Maine[55] thinks that the θέμιστες (customs) of the Homeric age were isolated judgments delivered without any orderly sequence or precedent. But Glotz[56] insists that the word θέμις is peculiarly applicable to tribal custom, as opposed to the terms δίκη and νόμος. We believe that the word generally refers to Pelasgian traditions.

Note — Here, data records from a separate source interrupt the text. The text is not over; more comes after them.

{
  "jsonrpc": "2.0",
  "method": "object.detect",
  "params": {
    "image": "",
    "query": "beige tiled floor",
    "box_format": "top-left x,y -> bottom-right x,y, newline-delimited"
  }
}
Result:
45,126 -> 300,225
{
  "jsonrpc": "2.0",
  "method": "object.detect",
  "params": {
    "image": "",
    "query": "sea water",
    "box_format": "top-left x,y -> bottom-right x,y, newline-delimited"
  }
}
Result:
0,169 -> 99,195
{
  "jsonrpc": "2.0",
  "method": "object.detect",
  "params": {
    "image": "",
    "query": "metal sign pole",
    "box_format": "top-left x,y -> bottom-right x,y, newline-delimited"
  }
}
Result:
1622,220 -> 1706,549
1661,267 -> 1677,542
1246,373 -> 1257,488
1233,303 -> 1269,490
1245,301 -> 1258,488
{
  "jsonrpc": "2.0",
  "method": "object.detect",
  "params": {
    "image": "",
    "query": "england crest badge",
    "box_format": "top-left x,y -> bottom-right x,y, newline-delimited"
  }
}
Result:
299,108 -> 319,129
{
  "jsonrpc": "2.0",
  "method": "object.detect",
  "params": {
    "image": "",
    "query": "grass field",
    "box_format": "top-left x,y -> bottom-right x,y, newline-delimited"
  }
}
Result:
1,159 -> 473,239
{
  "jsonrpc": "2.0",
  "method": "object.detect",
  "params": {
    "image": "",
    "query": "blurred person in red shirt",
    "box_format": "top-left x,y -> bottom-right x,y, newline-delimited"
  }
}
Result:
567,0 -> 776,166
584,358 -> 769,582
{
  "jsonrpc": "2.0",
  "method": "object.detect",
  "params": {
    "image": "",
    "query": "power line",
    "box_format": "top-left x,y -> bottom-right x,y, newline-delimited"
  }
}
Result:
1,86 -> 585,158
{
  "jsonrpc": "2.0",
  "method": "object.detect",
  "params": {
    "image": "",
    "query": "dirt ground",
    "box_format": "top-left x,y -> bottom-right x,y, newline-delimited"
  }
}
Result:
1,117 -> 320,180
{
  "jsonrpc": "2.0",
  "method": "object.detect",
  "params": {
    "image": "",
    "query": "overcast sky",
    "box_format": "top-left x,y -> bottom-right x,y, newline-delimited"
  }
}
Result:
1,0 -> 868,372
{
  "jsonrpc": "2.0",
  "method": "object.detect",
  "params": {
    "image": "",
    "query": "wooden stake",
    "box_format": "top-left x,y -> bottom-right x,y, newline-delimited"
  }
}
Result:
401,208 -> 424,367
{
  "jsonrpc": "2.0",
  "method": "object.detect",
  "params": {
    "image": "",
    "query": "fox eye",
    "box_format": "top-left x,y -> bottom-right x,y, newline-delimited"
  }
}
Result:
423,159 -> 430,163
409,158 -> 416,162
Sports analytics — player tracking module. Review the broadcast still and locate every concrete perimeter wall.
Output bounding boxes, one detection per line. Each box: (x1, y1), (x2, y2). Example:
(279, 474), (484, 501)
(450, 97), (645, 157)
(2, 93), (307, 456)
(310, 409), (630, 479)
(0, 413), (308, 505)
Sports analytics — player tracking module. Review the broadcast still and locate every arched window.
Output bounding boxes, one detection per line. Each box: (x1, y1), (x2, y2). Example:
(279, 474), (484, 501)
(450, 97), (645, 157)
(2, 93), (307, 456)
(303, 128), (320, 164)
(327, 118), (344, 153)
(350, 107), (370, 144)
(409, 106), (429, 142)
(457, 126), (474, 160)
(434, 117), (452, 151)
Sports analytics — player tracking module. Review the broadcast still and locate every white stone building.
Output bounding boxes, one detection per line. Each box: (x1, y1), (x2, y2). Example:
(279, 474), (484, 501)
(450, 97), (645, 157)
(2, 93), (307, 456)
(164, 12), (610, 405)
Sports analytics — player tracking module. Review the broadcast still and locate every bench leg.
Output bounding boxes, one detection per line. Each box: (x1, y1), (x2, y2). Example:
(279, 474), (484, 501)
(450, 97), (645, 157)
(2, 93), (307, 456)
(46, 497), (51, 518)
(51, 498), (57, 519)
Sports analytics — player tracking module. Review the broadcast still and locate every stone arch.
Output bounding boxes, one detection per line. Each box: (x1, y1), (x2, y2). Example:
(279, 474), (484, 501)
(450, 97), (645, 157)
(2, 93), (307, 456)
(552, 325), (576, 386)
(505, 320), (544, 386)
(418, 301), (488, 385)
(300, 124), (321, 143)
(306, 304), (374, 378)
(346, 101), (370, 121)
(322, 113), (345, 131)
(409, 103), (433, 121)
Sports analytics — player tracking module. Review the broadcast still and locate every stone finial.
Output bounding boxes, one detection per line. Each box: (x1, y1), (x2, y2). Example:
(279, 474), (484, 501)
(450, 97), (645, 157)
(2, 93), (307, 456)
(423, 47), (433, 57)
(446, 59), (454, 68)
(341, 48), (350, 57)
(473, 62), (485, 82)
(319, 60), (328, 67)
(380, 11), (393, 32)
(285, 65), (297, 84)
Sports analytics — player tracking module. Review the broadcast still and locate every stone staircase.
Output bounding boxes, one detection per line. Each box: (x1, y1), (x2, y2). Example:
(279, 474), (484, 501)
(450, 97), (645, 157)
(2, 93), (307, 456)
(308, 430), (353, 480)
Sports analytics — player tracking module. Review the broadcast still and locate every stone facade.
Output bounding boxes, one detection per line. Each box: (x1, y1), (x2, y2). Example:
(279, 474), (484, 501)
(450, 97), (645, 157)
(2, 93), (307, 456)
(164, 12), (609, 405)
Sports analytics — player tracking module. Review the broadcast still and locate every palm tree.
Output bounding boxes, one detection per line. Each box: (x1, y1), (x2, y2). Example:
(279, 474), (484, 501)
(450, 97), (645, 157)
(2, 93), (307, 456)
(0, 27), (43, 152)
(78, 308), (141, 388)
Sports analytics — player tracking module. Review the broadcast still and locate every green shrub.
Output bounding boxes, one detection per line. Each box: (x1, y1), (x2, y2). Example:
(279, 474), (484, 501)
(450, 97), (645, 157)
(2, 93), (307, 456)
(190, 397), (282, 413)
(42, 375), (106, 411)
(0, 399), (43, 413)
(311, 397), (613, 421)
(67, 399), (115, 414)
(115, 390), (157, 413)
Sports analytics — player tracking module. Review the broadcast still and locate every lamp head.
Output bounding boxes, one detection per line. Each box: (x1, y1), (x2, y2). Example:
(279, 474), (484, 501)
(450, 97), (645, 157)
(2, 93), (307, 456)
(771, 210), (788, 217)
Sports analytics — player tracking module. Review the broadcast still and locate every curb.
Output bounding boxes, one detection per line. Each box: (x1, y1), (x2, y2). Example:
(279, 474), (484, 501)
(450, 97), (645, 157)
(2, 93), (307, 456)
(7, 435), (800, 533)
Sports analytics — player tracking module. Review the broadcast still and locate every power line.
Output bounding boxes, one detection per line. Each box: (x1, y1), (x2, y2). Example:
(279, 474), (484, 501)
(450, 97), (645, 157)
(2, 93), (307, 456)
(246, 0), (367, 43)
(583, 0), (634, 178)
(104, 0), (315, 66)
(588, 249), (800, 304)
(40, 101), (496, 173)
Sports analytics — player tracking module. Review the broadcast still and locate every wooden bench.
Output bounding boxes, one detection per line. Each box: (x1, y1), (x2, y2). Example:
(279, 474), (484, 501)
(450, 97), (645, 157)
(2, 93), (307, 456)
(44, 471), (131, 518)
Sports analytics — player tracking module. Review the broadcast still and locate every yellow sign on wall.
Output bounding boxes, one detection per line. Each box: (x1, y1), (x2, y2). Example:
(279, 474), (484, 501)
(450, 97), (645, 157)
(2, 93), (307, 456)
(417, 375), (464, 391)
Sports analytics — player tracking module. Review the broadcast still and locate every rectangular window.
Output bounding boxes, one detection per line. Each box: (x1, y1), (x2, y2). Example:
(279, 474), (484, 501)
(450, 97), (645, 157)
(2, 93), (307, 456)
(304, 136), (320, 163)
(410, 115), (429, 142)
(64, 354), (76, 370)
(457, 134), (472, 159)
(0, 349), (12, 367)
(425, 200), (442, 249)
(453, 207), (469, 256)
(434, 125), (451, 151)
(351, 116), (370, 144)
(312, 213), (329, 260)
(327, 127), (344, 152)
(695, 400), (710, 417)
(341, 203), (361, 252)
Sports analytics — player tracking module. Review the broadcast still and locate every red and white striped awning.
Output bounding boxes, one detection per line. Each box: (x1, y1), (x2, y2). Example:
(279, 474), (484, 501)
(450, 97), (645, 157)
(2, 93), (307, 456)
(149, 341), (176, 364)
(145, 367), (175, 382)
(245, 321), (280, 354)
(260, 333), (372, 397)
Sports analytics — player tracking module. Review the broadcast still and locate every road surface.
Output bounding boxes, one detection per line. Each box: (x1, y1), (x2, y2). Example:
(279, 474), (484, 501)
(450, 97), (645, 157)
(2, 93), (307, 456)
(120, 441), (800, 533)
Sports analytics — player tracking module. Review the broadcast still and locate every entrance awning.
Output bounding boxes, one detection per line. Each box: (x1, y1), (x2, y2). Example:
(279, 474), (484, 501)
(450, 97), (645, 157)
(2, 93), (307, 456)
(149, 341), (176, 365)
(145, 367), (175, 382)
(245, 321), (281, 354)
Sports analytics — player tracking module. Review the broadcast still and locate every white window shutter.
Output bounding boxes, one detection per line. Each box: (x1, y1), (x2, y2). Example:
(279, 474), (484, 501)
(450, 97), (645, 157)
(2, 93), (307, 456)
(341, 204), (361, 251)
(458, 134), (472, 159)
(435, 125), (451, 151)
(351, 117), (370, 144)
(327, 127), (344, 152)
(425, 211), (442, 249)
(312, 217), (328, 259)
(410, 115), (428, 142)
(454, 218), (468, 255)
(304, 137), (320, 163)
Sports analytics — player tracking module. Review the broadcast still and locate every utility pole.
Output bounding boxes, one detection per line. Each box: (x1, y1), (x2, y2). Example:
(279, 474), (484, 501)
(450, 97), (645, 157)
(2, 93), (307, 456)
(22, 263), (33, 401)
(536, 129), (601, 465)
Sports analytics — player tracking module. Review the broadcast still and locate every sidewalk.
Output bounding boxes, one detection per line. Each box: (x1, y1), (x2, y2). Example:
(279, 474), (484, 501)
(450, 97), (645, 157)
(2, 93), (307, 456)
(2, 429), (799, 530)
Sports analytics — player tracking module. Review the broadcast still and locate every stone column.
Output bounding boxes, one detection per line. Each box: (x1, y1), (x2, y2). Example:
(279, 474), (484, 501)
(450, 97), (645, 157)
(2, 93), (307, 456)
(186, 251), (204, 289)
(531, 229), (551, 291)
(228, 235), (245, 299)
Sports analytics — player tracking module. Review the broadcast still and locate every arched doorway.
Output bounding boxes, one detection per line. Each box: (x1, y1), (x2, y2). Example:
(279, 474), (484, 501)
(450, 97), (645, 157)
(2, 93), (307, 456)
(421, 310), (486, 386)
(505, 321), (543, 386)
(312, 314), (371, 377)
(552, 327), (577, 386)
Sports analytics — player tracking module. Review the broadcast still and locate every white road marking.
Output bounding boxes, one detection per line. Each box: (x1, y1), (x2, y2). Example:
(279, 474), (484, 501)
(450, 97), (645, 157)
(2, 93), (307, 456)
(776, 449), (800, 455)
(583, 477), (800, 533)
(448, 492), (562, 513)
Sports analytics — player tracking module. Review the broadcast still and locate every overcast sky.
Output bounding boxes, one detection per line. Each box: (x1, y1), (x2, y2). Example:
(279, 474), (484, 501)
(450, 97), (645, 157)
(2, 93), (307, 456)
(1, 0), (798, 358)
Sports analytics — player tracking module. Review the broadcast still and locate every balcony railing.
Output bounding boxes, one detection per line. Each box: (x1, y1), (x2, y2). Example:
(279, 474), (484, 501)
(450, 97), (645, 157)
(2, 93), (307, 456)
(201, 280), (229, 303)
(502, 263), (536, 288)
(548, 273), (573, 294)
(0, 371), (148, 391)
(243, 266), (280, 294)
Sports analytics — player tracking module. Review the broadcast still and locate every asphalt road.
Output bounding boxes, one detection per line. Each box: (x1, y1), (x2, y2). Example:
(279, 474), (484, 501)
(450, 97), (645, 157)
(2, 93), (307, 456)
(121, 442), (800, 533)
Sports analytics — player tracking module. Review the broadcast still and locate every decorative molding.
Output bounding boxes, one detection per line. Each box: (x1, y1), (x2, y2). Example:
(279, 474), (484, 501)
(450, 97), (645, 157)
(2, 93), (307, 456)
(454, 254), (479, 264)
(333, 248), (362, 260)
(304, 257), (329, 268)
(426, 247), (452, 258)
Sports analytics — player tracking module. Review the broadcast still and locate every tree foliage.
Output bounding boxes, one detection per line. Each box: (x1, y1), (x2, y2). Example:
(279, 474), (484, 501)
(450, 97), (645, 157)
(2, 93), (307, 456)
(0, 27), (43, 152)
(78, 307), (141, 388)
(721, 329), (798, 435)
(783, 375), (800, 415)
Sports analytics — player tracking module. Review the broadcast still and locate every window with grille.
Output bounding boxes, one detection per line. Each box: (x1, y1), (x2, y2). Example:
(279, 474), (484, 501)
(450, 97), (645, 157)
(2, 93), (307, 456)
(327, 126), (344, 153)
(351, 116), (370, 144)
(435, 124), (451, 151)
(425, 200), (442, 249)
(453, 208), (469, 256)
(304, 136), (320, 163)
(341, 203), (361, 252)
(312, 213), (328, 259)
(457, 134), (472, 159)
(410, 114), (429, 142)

In the Iliad[57] we are told that Zeus is wrathful against men who judge crookedly in the Assembly, and drive out Justice. Who are these men? They may, of course, be Achaeans, but we think it more probable that they are the judges, and therefore the chiefs, of Pelasgian tribes—judges whose tribal successors were accused of corruption in the days of Hesiod,[58] when the Achaeans were no more. In Homer two talents of gold were offered as a reward for an advocate’s successful pleading, and the advocates were probably chosen from the same caste as the judges. From this it is but a short step to bribery and the corruption of justice. Hence we can understand the words of Hesiod: ‘The people pay for the folly of their kings, who with ill thoughts wrest aside judgments, declaring falsely. Beware of these things, ye kings, and set straight your speech, bribe-devourers, and utterly forget crooked judgments.’ And again[59]: ‘There is the noise of the haling of Justice wheresoever bribe-devouring men hale her, adjudging dooms with crooked judgments. And she followeth weeping, clad in mist and fraught with doom, unto the city and the homes of men who drive her forth.’ In ancient society social law is inseparable from religion; as Coulanges puts it[60]: ‘To disobey law is sacrilege.’ The law was regarded as the exclusive secret of the hereditary nobility,[61] who alone could interpret it and whose decision was final. The opportunities for profit-making and bribery in such a system must have been innumerable. In later times when democracy asserts itself the less-privileged orders,[62] championed sometimes by tribal or quasi-feudal kings, sometimes by usurping tyrants, equipped with mercenaries, compelled the ‘Elders’—that is, the old patriarchal sacerdotal nobility—to codify their laws and to admit to judicial power the ‘new nobility’ of wealth and the ignoble proletariat. The old nobility came then to be distinguished for the integrity of its judicial character, partly because it had lost its monopoly of power, partly because corruption could no longer be practised with impunity.

Origin of Homicide Courts

From what has been already said[63] it must be sufficiently clear what was, in our opinion, the origin of murder-trial in early Greece. The local courts of clans and tribes constituted a nucleus for the development of central State courts when civic groups emerged into being through political synoekism. Homicide was a proper subject for litigation, in the tribal wergeld system, simply because the normal penalty involved a transfer of collective property or the expulsion of a tribesman. If then phratry-courts had to decide issues between different neighbouring clans, if tribal courts had to decide disputes between clans of widely separated localities, is it not natural to suppose that the State courts of synoekised areas would have adjudicated in disputes between members of different tribes? Hence the judicial assembly of tribe-kings (φυλοβασιλεῖς) constituted a more or less important State court from the most remote antiquity. In historical Athens, Aristotle[64] assures us that they still judged, at the Prytaneum, indictments concerning animals and inanimate objects (δικαὶ ἀψύχων). Glotz[65] says of the Prytaneum Court: ‘Il semble même qu’il ait été le premier et longtemps le seul tribunal d’Athènes.’